降矢 『ミークス・カットオフ』も決してそんなにかかっているというゴージャスなシーンがあるっていう感じの映画ではないと思うんですけど。
中西 ライカート監督は、こんな予算がついて映画が撮れることはもう一生ないかもしれないから、やりたいように撮るっていう気持ちで意気込んだとインタビューで答えていました。
渡辺 エンドロールも見ていると、動物関係の方の人の名前がずらっと並んでいるという。
降矢 なんと(笑)。でも新作の『ファースト・カウ』も牛ですし、人間ではない生き物たちを撮り続けている人と言えるかもしれないですね。

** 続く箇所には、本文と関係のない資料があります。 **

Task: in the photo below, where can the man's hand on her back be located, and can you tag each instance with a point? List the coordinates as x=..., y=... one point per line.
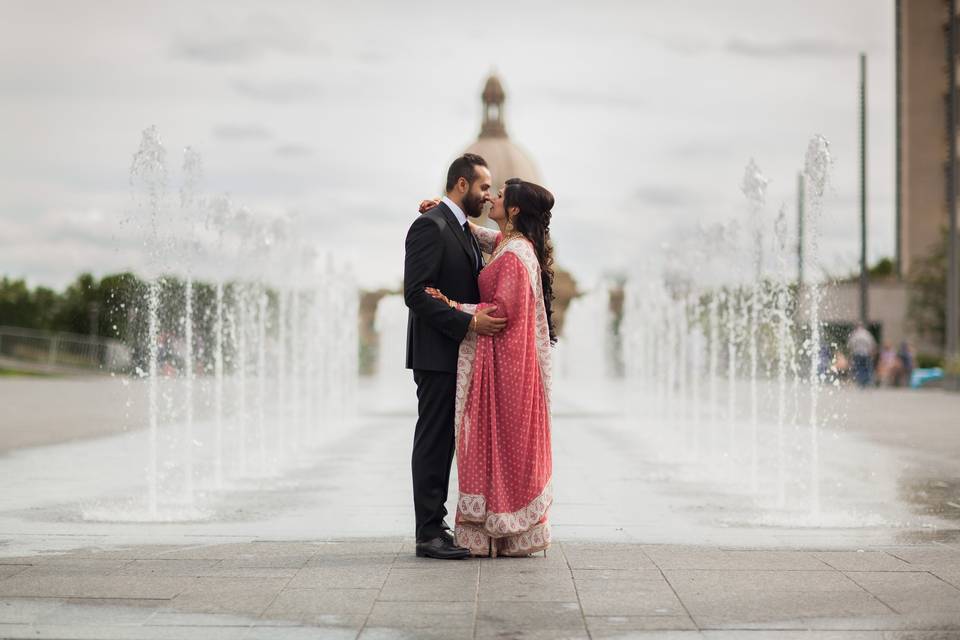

中西 西部劇の話にちょっと戻るんですけれど、ケリーさんは西部劇を撮るんじゃなくて、むしろドキュメンタリーを撮るような気持ちで撮影していた、みたいなことをやはりインタビューの中で話されています。それはやっぱり動物を登場させることによってリアリズムを……。
降矢 制御できない、生でしかないというか。
中西 そうですね。
渡辺 あと、牛はバックできないらしいんですね。要は、牛は後ろ向きに歩けない、っていう。
降矢 (笑)
渡辺 前に進むしかないんですよ。牛が後ろに歩いているところ見たことあります?
降矢 いや、ないです。
渡辺 ないですよね。だから、撮影は前に進んでいくしかない。
一同 (笑)
中西 ケリーさんはインタビューで、牛は戻れないから、そこが大変だった、と。『ミークス・カットオフ』は一週間前に俳優たちが招集されて、牛の扱い方などをしっかりと学んだと言ってました。もちろん世話も自分たちでしなければいけないですしね。
降矢 まさにドキュメンタリーですね。
中西 そこにもお金をかけていたと。
渡辺 映画の作り方自体も面白いですね。
『ミークス・カットオフ』
© 2010 by Thunderegg,LLC.
『GERRY ジェリー』、シャンタル・アケルマン
降矢 あと、ちょっと話題を変えてしまってもいいですかね。ケリー・ライカート監督の映画を出発点として、他の映画のお話にも触れられたらな、と思っていて。なにか想起された映画はありますか?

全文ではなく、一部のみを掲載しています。